Big Bang Love—Juvenile A: I’m not a big admirer of Miike Takeshi’s films, but I liked this better than most. Very stylized treatment of a young bully’s death in prison, with startling images and passages of brilliant cutting, and a landscape that haunts you. (Let’s just mention the pyramids and the rocket ship.)

Syndromes and a Century: A teasing, mesmerizing string of situations involving two doctors in a Thai hospital. Shot largely in long, distant takes, the film works out variations in its conversations among doctors, patients (including two Buddhist monks) and their lovers. Plot lines are sketched without being consummated, and the viewer is coaxed into imagining different futures for the people who drift into our ken. Apichatpong Weerasethakul, maker of Mysterious Object at Noon and Tropical Malady, has emerged as the major Thai director with his enigmatic and engrossing films. For those of you in the Midwest, take pride: He studied at the Film School of Chicago’s Art Institute.

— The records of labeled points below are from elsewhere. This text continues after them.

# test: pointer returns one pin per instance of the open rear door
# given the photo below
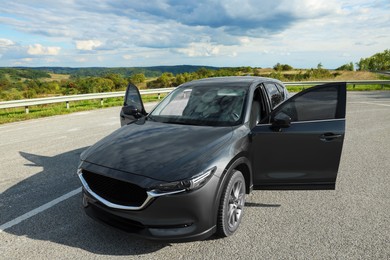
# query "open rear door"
(300, 147)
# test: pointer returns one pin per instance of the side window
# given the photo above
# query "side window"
(274, 94)
(316, 105)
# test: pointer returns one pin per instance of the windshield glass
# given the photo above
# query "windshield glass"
(202, 105)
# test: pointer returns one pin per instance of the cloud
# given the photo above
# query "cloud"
(38, 49)
(127, 57)
(186, 31)
(5, 42)
(88, 45)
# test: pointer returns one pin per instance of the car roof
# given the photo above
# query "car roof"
(244, 81)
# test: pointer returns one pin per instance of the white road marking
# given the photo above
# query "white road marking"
(39, 210)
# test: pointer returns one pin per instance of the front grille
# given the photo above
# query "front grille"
(115, 191)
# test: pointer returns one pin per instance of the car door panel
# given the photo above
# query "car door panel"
(305, 155)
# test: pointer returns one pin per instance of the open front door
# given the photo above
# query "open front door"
(133, 107)
(300, 147)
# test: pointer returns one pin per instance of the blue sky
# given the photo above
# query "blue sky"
(127, 33)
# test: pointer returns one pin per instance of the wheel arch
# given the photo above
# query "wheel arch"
(242, 164)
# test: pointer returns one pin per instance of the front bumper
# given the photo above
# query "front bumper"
(184, 216)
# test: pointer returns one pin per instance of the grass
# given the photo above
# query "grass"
(18, 114)
(349, 88)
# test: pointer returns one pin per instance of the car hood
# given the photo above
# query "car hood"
(165, 152)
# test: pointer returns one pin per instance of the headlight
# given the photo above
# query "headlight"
(195, 183)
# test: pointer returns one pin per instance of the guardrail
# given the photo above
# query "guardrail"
(26, 103)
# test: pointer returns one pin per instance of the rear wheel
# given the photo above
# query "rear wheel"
(231, 205)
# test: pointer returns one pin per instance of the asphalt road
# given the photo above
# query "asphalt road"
(38, 161)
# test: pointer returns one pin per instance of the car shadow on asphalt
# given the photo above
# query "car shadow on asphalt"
(261, 205)
(65, 223)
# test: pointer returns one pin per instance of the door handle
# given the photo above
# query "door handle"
(329, 137)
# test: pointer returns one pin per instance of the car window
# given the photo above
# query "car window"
(315, 105)
(274, 94)
(202, 105)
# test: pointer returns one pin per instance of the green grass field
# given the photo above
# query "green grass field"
(19, 114)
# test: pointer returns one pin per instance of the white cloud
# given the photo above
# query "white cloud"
(127, 57)
(6, 42)
(38, 49)
(88, 45)
(202, 32)
(200, 50)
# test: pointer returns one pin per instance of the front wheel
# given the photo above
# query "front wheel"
(231, 205)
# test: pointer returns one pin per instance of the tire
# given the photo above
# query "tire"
(231, 205)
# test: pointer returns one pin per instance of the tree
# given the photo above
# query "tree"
(378, 61)
(348, 66)
(137, 78)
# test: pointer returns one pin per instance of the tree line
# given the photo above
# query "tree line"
(13, 88)
(20, 83)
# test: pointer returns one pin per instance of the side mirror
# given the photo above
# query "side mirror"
(280, 120)
(131, 111)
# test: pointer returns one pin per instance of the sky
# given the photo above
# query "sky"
(222, 33)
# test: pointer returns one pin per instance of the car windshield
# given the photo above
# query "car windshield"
(202, 105)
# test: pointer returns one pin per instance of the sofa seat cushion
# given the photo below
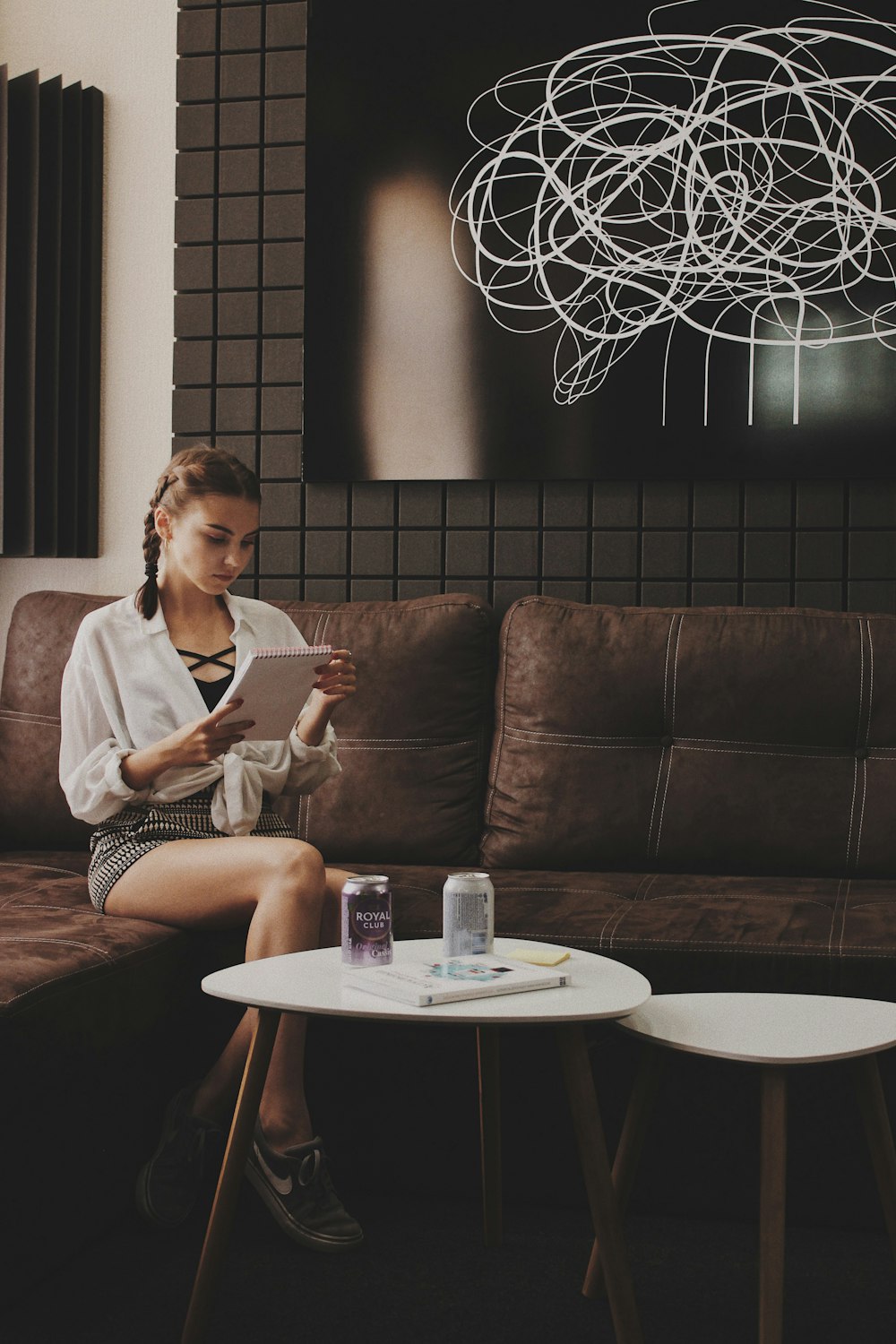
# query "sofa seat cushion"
(689, 932)
(73, 980)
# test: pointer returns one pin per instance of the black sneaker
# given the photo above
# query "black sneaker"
(297, 1190)
(169, 1182)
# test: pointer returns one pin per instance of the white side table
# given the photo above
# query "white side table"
(311, 983)
(777, 1032)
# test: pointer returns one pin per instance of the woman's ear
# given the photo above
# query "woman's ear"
(163, 523)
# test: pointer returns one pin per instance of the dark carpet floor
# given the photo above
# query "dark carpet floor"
(424, 1277)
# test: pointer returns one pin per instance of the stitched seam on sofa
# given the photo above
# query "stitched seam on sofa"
(62, 943)
(797, 755)
(809, 753)
(842, 924)
(587, 737)
(43, 867)
(432, 741)
(675, 676)
(616, 914)
(662, 811)
(15, 898)
(616, 919)
(29, 717)
(97, 972)
(665, 672)
(441, 746)
(723, 895)
(501, 715)
(737, 949)
(73, 910)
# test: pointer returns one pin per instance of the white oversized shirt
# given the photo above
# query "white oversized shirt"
(125, 687)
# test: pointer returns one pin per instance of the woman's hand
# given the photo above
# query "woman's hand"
(203, 741)
(336, 682)
(196, 744)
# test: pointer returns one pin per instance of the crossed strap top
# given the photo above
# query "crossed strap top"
(211, 691)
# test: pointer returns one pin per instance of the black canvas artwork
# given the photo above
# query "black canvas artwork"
(573, 242)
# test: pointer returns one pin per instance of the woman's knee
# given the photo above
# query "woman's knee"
(295, 868)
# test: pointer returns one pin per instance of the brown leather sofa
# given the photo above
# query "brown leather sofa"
(704, 793)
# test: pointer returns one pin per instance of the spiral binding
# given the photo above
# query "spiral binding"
(312, 650)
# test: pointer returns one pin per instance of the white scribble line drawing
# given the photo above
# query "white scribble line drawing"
(740, 182)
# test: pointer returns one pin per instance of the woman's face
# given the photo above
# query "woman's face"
(211, 542)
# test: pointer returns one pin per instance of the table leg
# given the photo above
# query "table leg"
(626, 1160)
(595, 1169)
(771, 1204)
(231, 1174)
(487, 1055)
(880, 1136)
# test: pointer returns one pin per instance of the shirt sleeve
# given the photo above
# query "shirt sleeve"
(311, 766)
(89, 754)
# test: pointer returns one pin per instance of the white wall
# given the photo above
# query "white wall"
(128, 50)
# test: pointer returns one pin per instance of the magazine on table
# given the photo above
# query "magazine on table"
(438, 980)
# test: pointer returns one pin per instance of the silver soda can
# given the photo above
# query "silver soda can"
(468, 914)
(367, 922)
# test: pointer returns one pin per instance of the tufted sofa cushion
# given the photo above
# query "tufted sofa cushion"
(699, 741)
(414, 742)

Still Life: Jia Zhangke’s newest feature, crowned at Venice, has immediately become my favorite of his works. The city of Fengjie, being slowly demolished before it will be flooded by the immense Three Gorges Dam, becomes as vivid a presence as the theme park in The World. Day laborers take shelter in collapsing buildings, and prostitutes ply their trade in rooms with only three walls. One worker has come to town looking for his ex-wife; a woman has come from Shanghai seeking to divorce her husband.

The parallels aren’t forced, and the two stories are integrated by one of the most daring visual surprises I’ve seen in recent cinema. The stories are intimate, built out of small-scale encounters and daily routines, but they feel oddly epic too, as the hollowed-out city crumbles around the characters. In fewer than two hundred shots, many of them gliding along surfaces and faces, Jia presents a vision of humans obstinately seeking a better life. Shot on HD and projected on video, Still Life proves that digital filmmaking can evoke both thumping immediacy and poetic abstraction. (Keep your eye on the backgrounds.) It’s been acquired for Canada: What stateside distributor will pick it up?